Kalp atışının milimetrik hareketini saptıyor, NASA aygıtı enkazda kullanıldı
ABD Havacılık ve Uzay Ajansı (NASA) enkaz altında kalan insanların bulunmasına yardımcı olunabilmesi için geliştirdiği teknolojinin Kahramanmaraş merkezli zelzelelerin akabinde Türkiye’de de kullanıldığını duyurdu.
NASA, kelam konusu teknolojiden faydalanan aygıtların, Türkiye’deki kurtarma takımlarına Florida merkezli güvenlik teknolojisi şirketi SpecOps tarafından gönderildiğini belirtti.
“Finding Individuals for Disaster Emergency Response” (Afet Acil Müdahalesinde Bireylerin Bulunması) ismi verilen ve kısaca “FINDER” diye bilinen aygıt, NASA’nın Jet İtişi Laboratuvarı tarafından ABD İç Güvenlik Bakanlığıyla birlikte geliştirildi. Akabinde da bu teknolojiyi ticari emelli kullanmak isteyen SpacOps şirketine üretim ruhsatı verildi.
NASA Lideri Bill Nelson da Twitter’dan yaptığı paylaşımda “Afet periyotlarında teknoloji hayat kurtarıcı olabilir” tabirini kullandı. Nelson, FINDER teknolojisinin, kurtarma gruplarına enkaz altındaki insanların belirlenmesi için “çok değerli bir alet” temin ettiğini söyledi.

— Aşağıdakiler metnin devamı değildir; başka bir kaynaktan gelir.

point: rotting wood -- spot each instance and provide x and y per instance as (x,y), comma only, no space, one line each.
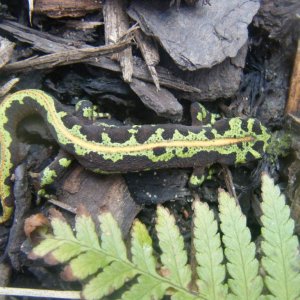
(66,8)
(150,54)
(64,58)
(7,87)
(116,24)
(6,51)
(161,101)
(293,103)
(48,43)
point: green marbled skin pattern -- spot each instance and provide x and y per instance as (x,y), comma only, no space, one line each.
(114,149)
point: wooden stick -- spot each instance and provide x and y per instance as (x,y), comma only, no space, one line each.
(64,58)
(293,103)
(40,293)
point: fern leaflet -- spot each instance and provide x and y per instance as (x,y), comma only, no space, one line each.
(209,253)
(245,283)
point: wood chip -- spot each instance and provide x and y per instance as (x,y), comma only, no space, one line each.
(116,25)
(66,8)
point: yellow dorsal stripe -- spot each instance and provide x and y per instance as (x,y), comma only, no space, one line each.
(61,129)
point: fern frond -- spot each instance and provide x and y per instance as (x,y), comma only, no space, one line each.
(280,246)
(209,253)
(174,257)
(86,256)
(147,288)
(245,283)
(113,277)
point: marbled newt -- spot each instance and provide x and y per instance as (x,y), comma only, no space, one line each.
(110,149)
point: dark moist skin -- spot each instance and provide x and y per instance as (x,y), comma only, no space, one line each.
(106,148)
(188,2)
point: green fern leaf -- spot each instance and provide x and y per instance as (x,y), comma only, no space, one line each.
(186,296)
(147,288)
(113,277)
(141,248)
(209,253)
(111,237)
(89,263)
(239,250)
(174,257)
(280,246)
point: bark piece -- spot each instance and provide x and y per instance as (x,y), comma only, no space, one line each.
(158,186)
(161,101)
(66,8)
(221,81)
(150,54)
(116,25)
(197,37)
(278,17)
(22,207)
(50,44)
(97,193)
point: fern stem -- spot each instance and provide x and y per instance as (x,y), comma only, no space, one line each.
(139,271)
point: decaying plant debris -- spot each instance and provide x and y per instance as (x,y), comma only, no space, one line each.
(144,62)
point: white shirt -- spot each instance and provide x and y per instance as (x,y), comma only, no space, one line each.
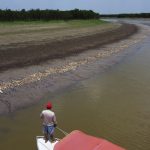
(48,117)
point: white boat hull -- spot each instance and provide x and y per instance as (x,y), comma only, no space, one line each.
(41,145)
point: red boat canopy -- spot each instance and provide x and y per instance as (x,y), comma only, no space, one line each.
(78,140)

İlk olarak Nepal’de kullanıldı
NASA’nın geliştirdiği FINDER teknolojisi, mikrodalga radarı kullanarak kalp atışı ya da nefes alıp verme sonucu oluşan çok küçük beden hareketlerini belirliyor. Aygıt, birinci olarak 2015 yılındaki Nepal zelzelesinin akabinde gerçekleştirilen arama kurtarma çalışmalarında kullanılmıştı. Kahramanmaraş merkezli zelzelelerin akabinde aygıtın Türkiye’deki kurtarma çalışmalarında da kullanılması için toplumsal medyada davetler yapılmıştı.
FINDER prototiplerini geliştiren NASA grubunun önderi Jim Lux, “Her kalp atışınızda bedeniniz bir milimetre hareket eder. Enkazın kendisi hareket etmediği için bu kıpırdanmaları ayırt edebiliyoruz” dedi.

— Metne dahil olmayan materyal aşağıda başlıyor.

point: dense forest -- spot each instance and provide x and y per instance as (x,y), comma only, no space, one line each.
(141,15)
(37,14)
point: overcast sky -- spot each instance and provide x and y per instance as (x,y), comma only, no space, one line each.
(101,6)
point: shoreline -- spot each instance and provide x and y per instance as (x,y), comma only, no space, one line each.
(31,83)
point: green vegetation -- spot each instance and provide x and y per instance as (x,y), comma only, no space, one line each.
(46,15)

Lux, “Ardından da bu hareketin hem nefes alıp verme hem de kalp atışını gösterip göstermediğine bakıyoruz” diye ekledi.
NASA geçen hafta da zelzele bölgesindeki görevlilere yardımcı olabileceğini belirttiği uydu manzaraları ve bilgilerini paylaşmıştı. NASA, kelam konusu manzara ve dataların, bu çeşit tabiat olaylarının modellemesinin yapılabilmesi ve iddiasına ait kabiliyeti de artırabileceğini söz etmişti.